CR-DAgger 透過順應控制介面(允許人類在不中斷機器人執行的情況下施加微小修正)和力感知殘差策略,解決了 DAgger 中收集有效修正數據和高效策略更新的核心挑戰,在四個接觸密集任務上提升 64% 成功率。
Prerequisites
- DAgger (Dataset Aggregation) — the online imitation learning framework this work builds on; CR-DAgger’s novelty is an improved data collection interface and a residual policy formulation
- Compliance control — robot control mode that makes joints compliant to external forces, necessary to understand the “gentle correction” mechanism
- Residual policy learning — the idea of adding a small learned residual on top of a frozen base policy rather than retraining from scratch
Core Idea
Existing DAgger implementations in robotics either collect offline demonstrations (which may deviate from the base policy’s distribution) or use take-over corrections (which cause force discontinuity). CR-DAgger solves this with a kinesthetic interface that lets humans apply gentle delta corrections while the robot policy is still running — leveraging compliance control to record both position deltas and force feedback. The residual policy then learns from these corrections while predicting both residual motions and target forces, making it force-aware even when the base policy is position-only. This design keeps correction data close to the base policy’s state distribution while enabling fine-grained contact control.
Results
| Task | CR-DAgger | Base Policy | Delta |
|---|---|---|---|
| Book flipping | ~80%+ | ~20% baseline | +64% overall avg |
| Belt assembly | improved | baseline | +64% overall avg |
| Cable routing | improved | baseline | +64% overall avg |
| Gear insertion | improved (sub-mm accuracy) | baseline | +64% overall avg |
CR-DAgger outperforms both retrain-from-scratch and fine-tuning under the same data budget.
Limitations
- Author-stated: System evaluated on four specific contact-rich tasks; generalization to other domains not fully explored
- Author-stated: Requires compliance-capable robot hardware
- Unstated: The 64% improvement is an average across four tasks — individual task improvements may vary significantly; the gear insertion task (sub-mm accuracy) likely shows different characteristics than cable routing
Reproducibility
- Code: Available at hardware design, training data, and policy code link in paper
- Datasets: Real-world collected; four tasks (book flipping, belt assembly, cable routing, gear insertion)

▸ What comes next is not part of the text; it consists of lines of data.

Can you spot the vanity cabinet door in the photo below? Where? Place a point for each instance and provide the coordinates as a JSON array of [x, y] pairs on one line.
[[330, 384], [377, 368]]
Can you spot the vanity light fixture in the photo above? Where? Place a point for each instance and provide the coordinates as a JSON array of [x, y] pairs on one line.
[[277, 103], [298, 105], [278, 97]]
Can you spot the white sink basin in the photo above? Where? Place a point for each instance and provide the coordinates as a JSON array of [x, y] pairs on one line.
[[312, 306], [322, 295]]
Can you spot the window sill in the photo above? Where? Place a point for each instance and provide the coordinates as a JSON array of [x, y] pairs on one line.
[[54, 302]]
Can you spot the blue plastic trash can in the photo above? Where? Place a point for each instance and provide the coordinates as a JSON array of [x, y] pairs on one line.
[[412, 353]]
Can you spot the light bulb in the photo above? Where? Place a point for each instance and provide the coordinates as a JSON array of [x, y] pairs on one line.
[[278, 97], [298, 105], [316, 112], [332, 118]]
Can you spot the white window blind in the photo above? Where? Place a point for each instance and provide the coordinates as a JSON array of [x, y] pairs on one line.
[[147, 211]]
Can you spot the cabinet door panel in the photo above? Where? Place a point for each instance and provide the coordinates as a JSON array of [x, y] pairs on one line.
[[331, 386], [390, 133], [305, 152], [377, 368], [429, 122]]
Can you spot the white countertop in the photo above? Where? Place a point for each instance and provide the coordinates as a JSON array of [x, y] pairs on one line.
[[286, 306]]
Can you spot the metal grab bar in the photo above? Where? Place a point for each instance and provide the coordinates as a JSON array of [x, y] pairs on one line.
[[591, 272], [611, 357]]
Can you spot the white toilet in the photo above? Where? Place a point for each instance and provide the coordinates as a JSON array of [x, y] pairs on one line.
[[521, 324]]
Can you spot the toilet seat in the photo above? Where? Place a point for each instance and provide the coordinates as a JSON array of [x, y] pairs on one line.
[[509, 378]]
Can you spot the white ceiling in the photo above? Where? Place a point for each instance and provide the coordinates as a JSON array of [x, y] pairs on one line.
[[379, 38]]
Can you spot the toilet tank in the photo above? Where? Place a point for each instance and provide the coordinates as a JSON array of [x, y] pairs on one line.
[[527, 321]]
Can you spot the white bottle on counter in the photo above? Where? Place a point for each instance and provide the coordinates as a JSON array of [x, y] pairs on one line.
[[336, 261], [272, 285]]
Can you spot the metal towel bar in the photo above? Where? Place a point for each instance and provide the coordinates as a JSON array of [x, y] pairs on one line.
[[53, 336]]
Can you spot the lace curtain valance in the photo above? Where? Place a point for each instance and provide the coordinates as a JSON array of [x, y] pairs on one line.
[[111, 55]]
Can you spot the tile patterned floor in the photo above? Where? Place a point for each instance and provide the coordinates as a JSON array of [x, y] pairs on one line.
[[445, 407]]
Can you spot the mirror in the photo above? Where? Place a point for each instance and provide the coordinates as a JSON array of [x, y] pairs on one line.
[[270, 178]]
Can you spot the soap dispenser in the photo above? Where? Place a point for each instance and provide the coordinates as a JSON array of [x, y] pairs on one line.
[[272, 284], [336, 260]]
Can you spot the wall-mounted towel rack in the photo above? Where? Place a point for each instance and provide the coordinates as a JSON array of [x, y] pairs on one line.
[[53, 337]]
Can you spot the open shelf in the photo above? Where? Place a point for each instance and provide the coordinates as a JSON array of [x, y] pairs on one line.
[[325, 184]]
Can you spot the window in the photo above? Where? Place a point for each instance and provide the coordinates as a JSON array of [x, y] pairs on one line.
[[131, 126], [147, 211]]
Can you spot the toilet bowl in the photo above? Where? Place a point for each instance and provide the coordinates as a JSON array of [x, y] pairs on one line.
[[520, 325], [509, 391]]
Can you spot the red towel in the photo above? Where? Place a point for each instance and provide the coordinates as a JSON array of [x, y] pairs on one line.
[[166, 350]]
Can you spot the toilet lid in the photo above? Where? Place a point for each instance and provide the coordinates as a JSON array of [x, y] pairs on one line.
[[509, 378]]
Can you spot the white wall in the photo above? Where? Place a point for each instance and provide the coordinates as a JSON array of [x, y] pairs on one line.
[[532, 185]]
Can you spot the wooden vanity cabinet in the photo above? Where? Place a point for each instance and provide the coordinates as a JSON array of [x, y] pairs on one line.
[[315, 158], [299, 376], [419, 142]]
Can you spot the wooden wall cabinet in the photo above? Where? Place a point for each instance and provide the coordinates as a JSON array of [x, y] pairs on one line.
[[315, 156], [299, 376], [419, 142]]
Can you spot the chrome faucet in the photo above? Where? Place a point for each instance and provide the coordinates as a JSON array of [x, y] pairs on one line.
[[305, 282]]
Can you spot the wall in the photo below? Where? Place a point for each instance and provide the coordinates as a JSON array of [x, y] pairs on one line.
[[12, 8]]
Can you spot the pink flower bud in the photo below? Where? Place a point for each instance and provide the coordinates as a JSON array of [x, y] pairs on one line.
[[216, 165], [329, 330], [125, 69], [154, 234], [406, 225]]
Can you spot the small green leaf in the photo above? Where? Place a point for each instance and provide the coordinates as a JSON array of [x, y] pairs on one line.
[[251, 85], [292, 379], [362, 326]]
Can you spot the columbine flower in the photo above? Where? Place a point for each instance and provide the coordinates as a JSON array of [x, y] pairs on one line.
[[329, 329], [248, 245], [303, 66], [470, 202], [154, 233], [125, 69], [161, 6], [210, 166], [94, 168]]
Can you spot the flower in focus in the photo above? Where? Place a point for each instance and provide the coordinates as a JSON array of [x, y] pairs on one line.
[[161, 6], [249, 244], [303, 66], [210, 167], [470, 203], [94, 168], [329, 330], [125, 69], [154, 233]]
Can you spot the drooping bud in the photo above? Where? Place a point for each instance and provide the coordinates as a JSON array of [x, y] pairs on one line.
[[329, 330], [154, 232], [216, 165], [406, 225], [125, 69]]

- Compute: Real-world experiments; no large-scale GPU training mentioned for the residual policy
Insights
The “intention misinterpretation” phenomenon identified here — where robot tracking errors cause the recorded corrections to differ from the human’s intent — is an underappreciated failure mode in kinesthetic teaching that deserves more attention in the imitation learning community. The insight that you can provide force feedback without taking over control is a practical advancement over teleoperation-based DAgger.
Connections
Raw Excerpt
Our system significantly enhances performance on precise contact-rich manipulation tasks using minimal correction data, improving base policy success rates by 64% on four challenging tasks (book flipping, belt assembly, cable routing, and gear insertion) while outperforming both retraining-from-scratch and finetuning approaches.